That scenario doesn’t work when it comes to security, though. “For such networks that are tightly monitored, you don’t really want the keys to be part of monitoring data, or having the test tractions being sent over to whomever is managing the secrets for the process,” he said. There are solutions that can be implemented, such as the applying a Diffie-Hellman key exchange scenario. The fact that such solutions can be done, mathematically, has been known for a long time, but the engineering to bring such capabilities into mainstream manufacturing hasn’t, for the most part, actually been implemented in chip factories.”

Microsemi’s CTO Jim Aralis has another angle to the how to meet some of the chip security challenges. “We have developed an approach that builds a security architecture into the chip, to physically secure it, such as anti-tamper,” Aralis said. “We can encapsulate the architecture into a chip, which will protect the boundaries of that chip.”

That addresses the angle of physically opening, or attacking the chip because, new efforts to use physical techniques to compromise chips certainly are on the horizon. The efforts to attack chips using side channel and power signature analysis will only get more sophisticated, he said.

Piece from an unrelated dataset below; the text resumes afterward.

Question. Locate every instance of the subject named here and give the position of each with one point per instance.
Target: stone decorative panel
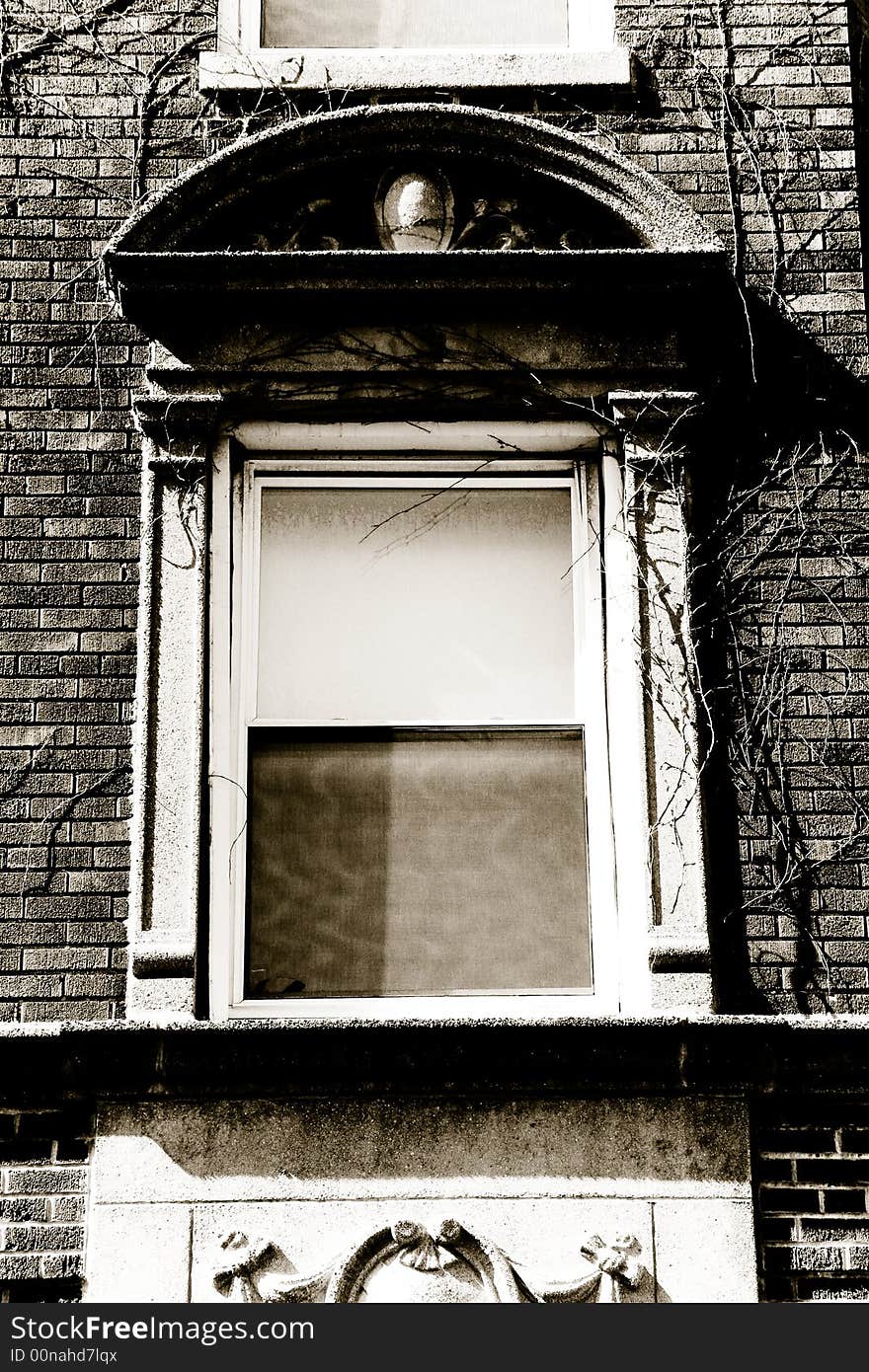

Finally, there is the topic of economics that hovers over all of this. How does the industry make enough money from security so that people would use and apply it. One looming, long time enigma, at least in the software space, is that if there is a security bug in the system, many of the stakeholders generally won’t punish you over it. However, there is some movement towards change happening, in light of the very public exposures that megalopolises like Target, Home Depot, Chase, Sony, and other have had. Such exploits are starting to have significant economic effects on companies, so the level of awareness is starting to ramp up and the value of security is being realized.

“The most important question is always who should pay the money for the security features,” added Shuler. “In the case of consumer electronics, the content providers benefit but the device providers pay. That’s a messed up business model because an investment in security is ‘insurance’ that the device provider pays to not be sued by content providers, so the bare minimum to avoid legal liability is the best implementation from a cost perspective.

So who protects the protection? This is a challenge chipmakers face when embedding on-chip security features such as interconnect fabric firewalls that are software-programmable. As a result, design teams are looking for ways to protect the communication to these firewalls (registers) and ensure the contents (algorithms) of the firewalls are genuine.

Again, however, implementing changes that include security is challenging and easier said than done and. “Making the business case for better security is a significant challenge all along the supply line,” Kocher said. “And the main challenge is how to make the security technology help everyone from the chip manufacturer to the end user.”

Conclusion
While experts have slightly different perspectives on the challenges of chip and object security, they share the same global concern.

There are several common threads behind those concerns, and important questions that have yet to be answered:

  • The economics of security: Who is going to pay for it and how can the cost be minimized?
  • The supply chain: How can the global supply chain be secured?
  • PPA vs. more secure: What is the best approach to manage the performance, power and area equation and still improve security?